With the help of God and his wife Jan, Ryan completed the book on his 84th birthday. The book, Ryan had stated, was his best work.
In a statement yesterday, Minister of Communications Simon De Nobriga conveyed his deepest condolences to Ryan’s family, colleagues and loved ones.
UWI mourns loss
The St Augustine Campus community of the University of the West Indies and UWI alumni around the world yesterday paid tribute to Prof Selwyn Ryan, who is recognised as one of the Caribbean’s foremost scholars and writers of political history.
In a release, Pro Vice-Chancellor and Campus principal Brian Copeland reflected on Ryan’s fervent wish at this last book launch, that younger academics pick up where he left off and continue to write and record our history.
“We can pay no greater tribute to a man who has done so much for country and region than by fulfilling his most earnest desire.
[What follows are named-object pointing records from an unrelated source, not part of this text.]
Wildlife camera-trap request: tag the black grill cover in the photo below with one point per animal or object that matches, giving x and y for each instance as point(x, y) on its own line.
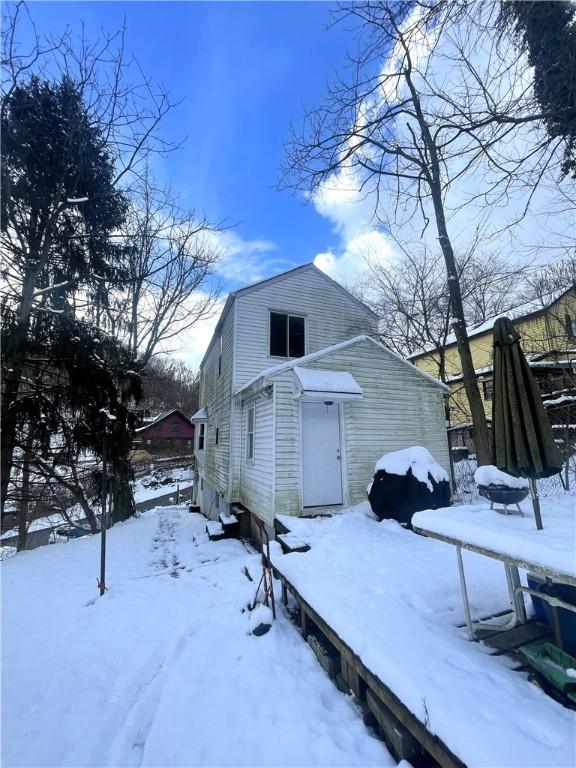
point(398, 497)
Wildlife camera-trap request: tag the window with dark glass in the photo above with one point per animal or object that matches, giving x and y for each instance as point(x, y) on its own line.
point(487, 387)
point(287, 335)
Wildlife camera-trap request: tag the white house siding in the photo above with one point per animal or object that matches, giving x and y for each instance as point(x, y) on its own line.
point(288, 486)
point(331, 317)
point(216, 396)
point(256, 484)
point(399, 409)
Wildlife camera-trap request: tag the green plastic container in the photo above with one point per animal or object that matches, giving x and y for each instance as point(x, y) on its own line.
point(557, 667)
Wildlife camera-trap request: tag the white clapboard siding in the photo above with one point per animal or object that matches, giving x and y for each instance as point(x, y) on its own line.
point(288, 486)
point(216, 396)
point(399, 408)
point(257, 476)
point(331, 316)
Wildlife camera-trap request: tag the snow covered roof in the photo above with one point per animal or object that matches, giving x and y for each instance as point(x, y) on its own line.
point(514, 313)
point(338, 383)
point(290, 364)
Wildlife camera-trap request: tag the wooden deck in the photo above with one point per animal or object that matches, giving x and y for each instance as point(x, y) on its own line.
point(405, 735)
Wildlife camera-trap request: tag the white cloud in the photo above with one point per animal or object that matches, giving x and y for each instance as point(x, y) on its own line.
point(348, 265)
point(191, 345)
point(352, 210)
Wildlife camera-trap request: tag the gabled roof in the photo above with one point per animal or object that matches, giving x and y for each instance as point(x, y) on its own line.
point(520, 312)
point(299, 361)
point(251, 287)
point(158, 419)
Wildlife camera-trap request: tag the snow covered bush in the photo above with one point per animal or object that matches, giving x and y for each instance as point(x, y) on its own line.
point(406, 482)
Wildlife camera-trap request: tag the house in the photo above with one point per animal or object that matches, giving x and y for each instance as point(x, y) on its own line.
point(298, 400)
point(548, 329)
point(171, 433)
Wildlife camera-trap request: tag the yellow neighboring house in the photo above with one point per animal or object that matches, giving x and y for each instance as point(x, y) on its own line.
point(548, 329)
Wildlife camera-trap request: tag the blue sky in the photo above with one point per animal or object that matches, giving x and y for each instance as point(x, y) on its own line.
point(245, 70)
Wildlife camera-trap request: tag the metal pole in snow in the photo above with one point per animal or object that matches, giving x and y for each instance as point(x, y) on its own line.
point(535, 503)
point(104, 518)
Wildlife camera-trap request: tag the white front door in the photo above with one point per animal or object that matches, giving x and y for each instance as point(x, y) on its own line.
point(321, 461)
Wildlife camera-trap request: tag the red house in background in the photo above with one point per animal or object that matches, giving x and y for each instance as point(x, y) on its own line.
point(169, 434)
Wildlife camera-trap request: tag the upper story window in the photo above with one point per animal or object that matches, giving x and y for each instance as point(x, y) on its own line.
point(487, 387)
point(287, 335)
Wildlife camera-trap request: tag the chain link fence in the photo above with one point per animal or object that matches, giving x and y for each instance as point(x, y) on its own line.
point(563, 422)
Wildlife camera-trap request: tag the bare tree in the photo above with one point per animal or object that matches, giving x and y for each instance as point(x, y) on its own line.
point(170, 384)
point(429, 126)
point(411, 297)
point(169, 282)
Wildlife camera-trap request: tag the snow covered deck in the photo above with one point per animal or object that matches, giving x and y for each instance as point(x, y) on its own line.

Students and graduates of the UWI will continue—as succeeding generations have done for the last 75 years—to advance learning, create knowledge, and foster innovation for the positive and sustainable transformation of this region and, indeed, the wider world,” Copeland said.
Dean of the Faculty of Social Sciences, Dr Acolla Lewis-Cameron, also remembered Ryan for his passion for Caribbean development.
UWI noted that over his prolific career as a researcher and writer, Ryan wrote newspaper columns, academic papers and articles for journals, documenting exciting moments in the contemporary political history of Trinidad and Tobago and the Caribbean.
It said Ryan considered the St Augustine campus his ‘home away from home’ and was where, on October 30, 2019, he chose to launch his last book, Ryan Recalls – Selwyn Ryan: His Memoirs, as he said thank you to all those persons who had encouraged and supported him through the decades. At that time, it said UWI’s Alma Jordan Library also celebrated the launch of the Selwyn Ryan Collection. This was a collection of manuscripts, correspondence and scrapbooks from his early life at home and abroad all donated by Ryan as research material for students and younger academics.
MORE ABOUT RYAN: Ryan obtained his education from St. Madeline Government School, Princes Town, Naparima College, San Fernando and further education, (B.A. Hons) from the University of Toronto, (PhD) from Cornell University Ithaca, New York.
He taught at York University in Toronto, The University of Ghana in Accra, and Makerere University Uganda.
Ryan was a Professor of Political Science at the University of the West Indies and also Director of ISER (Institute of Social & Economic Research).
He served on several National Constitutional Commissions of T&T and chaired the Public Utilities Commission for several years.